In a nuteshell, I don't have any testing data to share. When we release a body it's always an imediate availability situation and we just formed the fist bodies a few days ago. The body has been run with very positive results since. However we do not support a team racer program for a savings that we pass along to our dealers and customers, so any race results from our bodies is pretty much word of mouth.

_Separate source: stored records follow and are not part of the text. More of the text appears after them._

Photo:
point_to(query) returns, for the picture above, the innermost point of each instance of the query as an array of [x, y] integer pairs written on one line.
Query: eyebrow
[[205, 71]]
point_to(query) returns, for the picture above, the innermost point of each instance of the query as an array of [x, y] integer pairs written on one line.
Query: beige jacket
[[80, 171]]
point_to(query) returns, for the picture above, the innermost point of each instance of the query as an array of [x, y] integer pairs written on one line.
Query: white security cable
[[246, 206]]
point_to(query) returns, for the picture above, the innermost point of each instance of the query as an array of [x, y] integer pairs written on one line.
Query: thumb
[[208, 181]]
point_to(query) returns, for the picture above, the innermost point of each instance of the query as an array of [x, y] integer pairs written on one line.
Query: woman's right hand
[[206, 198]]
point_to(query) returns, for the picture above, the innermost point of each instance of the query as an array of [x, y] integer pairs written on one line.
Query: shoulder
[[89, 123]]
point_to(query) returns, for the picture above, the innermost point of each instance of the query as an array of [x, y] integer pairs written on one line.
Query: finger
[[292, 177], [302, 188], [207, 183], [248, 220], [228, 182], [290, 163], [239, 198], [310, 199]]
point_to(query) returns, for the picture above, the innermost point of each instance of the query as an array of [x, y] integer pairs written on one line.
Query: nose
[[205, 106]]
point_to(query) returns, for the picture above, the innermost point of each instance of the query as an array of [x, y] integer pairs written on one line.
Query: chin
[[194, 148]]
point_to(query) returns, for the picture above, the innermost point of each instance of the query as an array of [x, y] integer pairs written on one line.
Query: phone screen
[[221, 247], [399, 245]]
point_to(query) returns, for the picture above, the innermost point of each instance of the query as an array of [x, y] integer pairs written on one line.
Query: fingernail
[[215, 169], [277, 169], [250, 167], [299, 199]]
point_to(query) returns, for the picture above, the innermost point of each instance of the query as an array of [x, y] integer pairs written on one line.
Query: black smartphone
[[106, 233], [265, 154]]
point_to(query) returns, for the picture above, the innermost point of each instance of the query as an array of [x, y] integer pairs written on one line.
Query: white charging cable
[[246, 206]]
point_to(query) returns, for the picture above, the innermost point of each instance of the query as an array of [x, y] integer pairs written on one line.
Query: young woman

I think if you are looking for a more "racecar" look than the Sedan bodies, you won't be disapointed with this body. We have been progressively working our way toward the best GTP look for Touring Chassis' with our Flying M GT, Wildcat 3 and now the Sebring GTP. I think this is as close as we can come with the parameters of the Touring Chassis'. 

Thanks

Gary McAllister


----------



## briano_72 (Jan 21, 2006)

gee gary, did you run into some trouble using the names of the cars ?? all the bodys are #1, #2, etc, etc. that sucks !! you need to get some closer up pics so its not so hard to tell apart now, some of the cars are hard to make out, the trucks also !!


----------



## one18thscalerac (Sep 24, 2006)

i could make out the pics just fine as for the numbers thing how bout that a&e b2 b3 b4 t2 t3 t4 and losi xx then xxx that looks like counting also why does everyone rag on each other here we all love this hobby yet noone sapports eachother


----------